職場全体が認めてるってことは、たぶん、それが正式だからだ。北尾さんの容姿には関係なく。


白瀬さんの言い方だとケースワーカーが事務職よりも立場が上だと考えているらしい。でも、テニス部で福祉課の話題が出ても、そんなことは聞いたことが無い。

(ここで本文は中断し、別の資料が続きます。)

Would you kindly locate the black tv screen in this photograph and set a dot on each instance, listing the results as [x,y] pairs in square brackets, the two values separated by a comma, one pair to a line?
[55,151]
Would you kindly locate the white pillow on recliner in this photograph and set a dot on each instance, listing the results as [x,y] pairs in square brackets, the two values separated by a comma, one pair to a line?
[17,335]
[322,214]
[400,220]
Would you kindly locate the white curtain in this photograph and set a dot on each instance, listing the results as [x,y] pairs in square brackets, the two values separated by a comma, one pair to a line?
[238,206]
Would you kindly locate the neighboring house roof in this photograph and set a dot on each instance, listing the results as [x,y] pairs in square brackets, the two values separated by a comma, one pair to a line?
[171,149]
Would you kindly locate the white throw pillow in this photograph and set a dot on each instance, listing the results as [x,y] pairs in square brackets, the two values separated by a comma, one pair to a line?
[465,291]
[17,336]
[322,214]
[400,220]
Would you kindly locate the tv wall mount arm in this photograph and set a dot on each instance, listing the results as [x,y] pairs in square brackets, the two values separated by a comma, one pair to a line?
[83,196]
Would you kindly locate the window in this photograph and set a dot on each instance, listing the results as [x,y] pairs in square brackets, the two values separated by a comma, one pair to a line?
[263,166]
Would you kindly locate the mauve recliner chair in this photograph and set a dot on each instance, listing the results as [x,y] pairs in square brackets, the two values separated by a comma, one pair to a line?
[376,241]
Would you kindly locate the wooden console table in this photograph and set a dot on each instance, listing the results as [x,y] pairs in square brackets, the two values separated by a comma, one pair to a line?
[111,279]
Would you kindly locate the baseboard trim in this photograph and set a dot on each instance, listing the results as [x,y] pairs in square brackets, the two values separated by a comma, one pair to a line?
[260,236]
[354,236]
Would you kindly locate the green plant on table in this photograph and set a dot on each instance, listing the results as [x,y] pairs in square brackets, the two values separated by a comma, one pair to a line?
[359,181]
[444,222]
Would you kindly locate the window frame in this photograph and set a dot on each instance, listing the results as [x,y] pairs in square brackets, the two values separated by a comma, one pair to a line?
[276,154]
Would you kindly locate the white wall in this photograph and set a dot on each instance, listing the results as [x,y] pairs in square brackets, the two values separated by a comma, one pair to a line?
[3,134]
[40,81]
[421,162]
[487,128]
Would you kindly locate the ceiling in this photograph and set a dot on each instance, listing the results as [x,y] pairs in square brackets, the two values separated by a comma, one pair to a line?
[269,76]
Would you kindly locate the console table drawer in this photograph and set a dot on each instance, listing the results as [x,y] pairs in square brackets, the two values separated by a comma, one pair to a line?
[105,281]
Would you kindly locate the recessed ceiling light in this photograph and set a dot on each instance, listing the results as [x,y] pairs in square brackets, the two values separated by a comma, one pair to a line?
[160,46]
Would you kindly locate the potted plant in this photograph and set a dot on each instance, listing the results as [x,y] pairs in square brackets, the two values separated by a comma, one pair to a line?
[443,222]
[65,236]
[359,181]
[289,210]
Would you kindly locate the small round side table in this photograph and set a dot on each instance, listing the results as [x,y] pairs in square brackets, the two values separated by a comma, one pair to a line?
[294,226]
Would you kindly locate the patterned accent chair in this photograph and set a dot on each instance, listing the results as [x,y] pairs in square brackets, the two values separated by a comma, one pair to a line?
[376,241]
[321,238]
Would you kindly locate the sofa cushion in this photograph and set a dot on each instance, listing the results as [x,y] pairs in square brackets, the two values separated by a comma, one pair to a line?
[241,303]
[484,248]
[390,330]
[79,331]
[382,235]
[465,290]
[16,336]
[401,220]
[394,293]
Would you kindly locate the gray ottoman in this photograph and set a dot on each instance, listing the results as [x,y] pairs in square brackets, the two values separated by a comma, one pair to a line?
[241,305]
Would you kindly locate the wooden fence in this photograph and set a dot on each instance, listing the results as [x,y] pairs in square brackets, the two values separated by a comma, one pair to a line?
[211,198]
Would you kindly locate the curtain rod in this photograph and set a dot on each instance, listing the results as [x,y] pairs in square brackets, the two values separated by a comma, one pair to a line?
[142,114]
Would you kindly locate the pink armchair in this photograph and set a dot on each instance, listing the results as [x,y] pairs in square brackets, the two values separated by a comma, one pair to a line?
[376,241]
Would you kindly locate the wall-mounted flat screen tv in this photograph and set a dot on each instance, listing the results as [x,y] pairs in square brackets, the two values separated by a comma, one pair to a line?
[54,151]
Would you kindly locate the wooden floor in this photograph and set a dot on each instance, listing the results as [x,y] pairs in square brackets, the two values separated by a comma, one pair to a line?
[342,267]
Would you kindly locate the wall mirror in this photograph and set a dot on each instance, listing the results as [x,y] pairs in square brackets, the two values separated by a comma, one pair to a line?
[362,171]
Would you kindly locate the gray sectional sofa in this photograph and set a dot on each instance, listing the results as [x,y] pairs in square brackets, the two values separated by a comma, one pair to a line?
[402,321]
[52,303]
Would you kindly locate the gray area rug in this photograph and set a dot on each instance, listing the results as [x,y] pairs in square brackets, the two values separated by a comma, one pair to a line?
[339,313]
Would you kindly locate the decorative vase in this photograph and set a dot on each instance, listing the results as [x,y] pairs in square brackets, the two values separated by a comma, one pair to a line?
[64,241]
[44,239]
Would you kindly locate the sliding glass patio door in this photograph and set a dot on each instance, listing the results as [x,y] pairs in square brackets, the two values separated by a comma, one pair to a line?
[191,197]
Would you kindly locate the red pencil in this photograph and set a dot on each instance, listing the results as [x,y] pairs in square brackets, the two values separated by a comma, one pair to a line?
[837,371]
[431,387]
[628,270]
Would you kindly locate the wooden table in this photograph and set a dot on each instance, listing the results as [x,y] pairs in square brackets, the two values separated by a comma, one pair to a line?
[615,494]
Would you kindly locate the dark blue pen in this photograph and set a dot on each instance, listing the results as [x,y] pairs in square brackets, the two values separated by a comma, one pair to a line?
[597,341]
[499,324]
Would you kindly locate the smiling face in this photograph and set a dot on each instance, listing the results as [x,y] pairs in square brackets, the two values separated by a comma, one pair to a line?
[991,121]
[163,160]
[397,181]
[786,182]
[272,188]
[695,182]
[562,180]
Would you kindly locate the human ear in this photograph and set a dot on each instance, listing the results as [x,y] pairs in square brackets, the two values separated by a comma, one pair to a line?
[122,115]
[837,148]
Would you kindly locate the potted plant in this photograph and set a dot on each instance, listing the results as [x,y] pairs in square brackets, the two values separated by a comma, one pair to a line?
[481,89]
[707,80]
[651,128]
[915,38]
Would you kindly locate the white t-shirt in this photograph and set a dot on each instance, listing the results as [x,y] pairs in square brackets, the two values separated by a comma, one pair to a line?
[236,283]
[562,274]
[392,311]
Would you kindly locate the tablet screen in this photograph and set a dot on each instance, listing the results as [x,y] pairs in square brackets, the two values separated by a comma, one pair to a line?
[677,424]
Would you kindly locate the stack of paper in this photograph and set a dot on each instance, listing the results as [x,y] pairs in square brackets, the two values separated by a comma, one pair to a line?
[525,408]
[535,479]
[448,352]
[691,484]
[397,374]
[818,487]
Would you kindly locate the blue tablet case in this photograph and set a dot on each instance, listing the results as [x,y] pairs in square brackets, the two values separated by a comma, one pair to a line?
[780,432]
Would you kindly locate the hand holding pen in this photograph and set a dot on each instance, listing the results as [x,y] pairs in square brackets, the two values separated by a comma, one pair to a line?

それに、専門職だから事務仕事はできなくても良いなんてことがあるはずがない。だって、事務仕事には資格が必要なわけじゃなく、要するに、やる気があれば誰でもできる仕事なのだから。


(だいたい、日付や名前って基本事項じゃないか。)


そこを指摘されて居直っているって間違ってないか? 白瀬さんて、かなり自分勝手なひとなんじゃないかな。


「ねえ、白瀬さん。」

「なあに?」


こんなふうに微笑むと仕事できそうなのに……。


「指摘されたら、次は言われないようにすればいいんじゃないかな。」

「でも、一つ直しても、また違うところで……。」

「そういうのって無限にあるわけじゃないよ。いつかは無くなるでしょ?」

「それはそうかも知れないけど……。」

「指摘するところが無くなれば、白瀬さんも堂々としていられるよね? 逆に完璧な書類を作って感心してもらったら?」


何秒か俺を見つめてから、白瀬さんはにっこりした。


「うん。そうする。」


納得してくれて良かった。もう愚痴は終わり?


「やっぱり宇喜多さんみたいに真面目なひとのアドバイスは違うなあ。気持ちが前向きになるもの。」

「そう? それは良かった。」


これで知り合いの悪口を聞くのはおしまいだとホッとした……のも束の間。


「今日はご一緒ね。」


帰りの電車が一緒だった。曖昧に笑顔を作って足を速めた俺に白瀬さんが並ぶ。


「今日はお姫様がいなくて良かったね。」

「お姫様?」

「ほら、蒼井さんだっけ? いつも送ってあげてるんでしょう?」


そう言ってくすくす笑った。いったい何が可笑しいのか。


「宇喜多さん、親切よね。」


ちらりと窺うように見られて警戒心が湧く。


「べつにそれほどでもないけど。」

「そんなことないよ。わざわざ遠回りして、交通費をかけてまで送ってあげるなんて。」


(もしかしたら、自分も蒼井さんのように送ってほしいとか……?)


そんなことを言い出されたら困る。何か白瀬さんには当てはまらない理由を……。


「蒼井さんとは家が近いし、まだ未成年だからね。」

「さすが、責任感が強いのね。お(もり)もたいへんね。」


そう言って、またくすくす笑った。


もう嫌になって、今度は返事をしなかった。せっかくの同期会だったのに、白瀬さんのせいでなんだかモヤモヤする。


(ああ、早く帰って電話したい!)


蒼井さんの声を聞けば、きっとすっきりする。それからじゃなきゃ、気分良く眠れないよ。


(あ、そうか……。)


西川線に乗れば良かったんだ。そこから蒼井さんの家をまわって帰れば。


だって、彼女は家にいて、俺からの電話を待っているのだ。直接行けば、会ってくれたはずだ。


(あーあ。)


どうも今夜はツイていないらしい。


でも、帰れば電話ができる。そして、明日は蒼井さんに会える。


(よし。)


俺が降りる駅は二つ目。白瀬さんとはそれでサヨナラだ!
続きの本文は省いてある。